Un an plus tard, c’est mains liées qu’il assistera à l’un des plus importants génocides des années 90. Sa portée dévastatrice verra s’éteindre plus de 800 000 Tutsis face a la barbarie des Hutus et l’indifférence d’une communauté internationale qui detournait alors son regard des atrocités commises dans un petit pays d’Afrique qui ne présentait aucun intérêt stratégique.
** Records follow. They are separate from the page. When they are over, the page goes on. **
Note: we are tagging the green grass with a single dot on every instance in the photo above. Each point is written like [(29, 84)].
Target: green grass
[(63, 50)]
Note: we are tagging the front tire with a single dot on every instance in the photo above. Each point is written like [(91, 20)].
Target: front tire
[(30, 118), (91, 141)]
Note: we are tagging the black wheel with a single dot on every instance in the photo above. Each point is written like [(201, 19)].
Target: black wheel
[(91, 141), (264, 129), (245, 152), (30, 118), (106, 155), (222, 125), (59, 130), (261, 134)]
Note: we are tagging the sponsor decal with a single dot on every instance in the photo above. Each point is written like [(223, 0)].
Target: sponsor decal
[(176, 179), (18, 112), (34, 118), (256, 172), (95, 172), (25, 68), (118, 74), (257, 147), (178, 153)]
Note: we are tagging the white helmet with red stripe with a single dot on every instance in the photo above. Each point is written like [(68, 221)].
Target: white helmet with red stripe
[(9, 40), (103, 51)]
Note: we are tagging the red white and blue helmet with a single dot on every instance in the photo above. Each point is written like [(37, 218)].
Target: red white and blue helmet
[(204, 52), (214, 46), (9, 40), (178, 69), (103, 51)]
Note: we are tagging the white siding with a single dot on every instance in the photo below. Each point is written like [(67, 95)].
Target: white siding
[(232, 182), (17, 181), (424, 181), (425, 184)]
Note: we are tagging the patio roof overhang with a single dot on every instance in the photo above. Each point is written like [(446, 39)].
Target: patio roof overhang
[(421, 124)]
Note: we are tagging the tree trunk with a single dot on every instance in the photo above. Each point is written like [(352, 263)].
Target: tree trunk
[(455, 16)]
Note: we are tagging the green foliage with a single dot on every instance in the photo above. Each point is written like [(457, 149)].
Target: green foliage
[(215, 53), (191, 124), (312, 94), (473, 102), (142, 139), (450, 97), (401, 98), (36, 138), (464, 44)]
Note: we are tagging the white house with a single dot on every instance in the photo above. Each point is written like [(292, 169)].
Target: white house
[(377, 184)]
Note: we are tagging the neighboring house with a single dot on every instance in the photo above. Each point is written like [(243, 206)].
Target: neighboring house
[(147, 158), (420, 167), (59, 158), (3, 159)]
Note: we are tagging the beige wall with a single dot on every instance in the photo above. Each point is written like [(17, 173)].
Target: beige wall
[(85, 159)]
Sorti en 2003, J’ai serré la main du diable: la faillite de l’humanité au Rwanda décrivait le quotidien d’une population en proie aux pires atrocités, et dont la protection était assurée par un contingent drastiquement réduit.

Particulièrement remarqué à sa sortie, le livre du général Roméo Dallaire offrait une perspective plus brute, moins scénarisée de ce que le Rwanda avait vécu il y a un peu plus d’une dizaine d’années. À l’image du livre, le film éponyme de Roger Spottiswoode est très bien senti.

Alors que certains longs-métrages prennent le parti de montrer le génocide au cœur de la population – Hotel Rwanda notamment – J’ai serré la main du diable offre un point de vue différent. Celui d’un général qui ne peut que constater son impuissance a solutionner un problème dont il ne maîtrise, au final, que quelques variables.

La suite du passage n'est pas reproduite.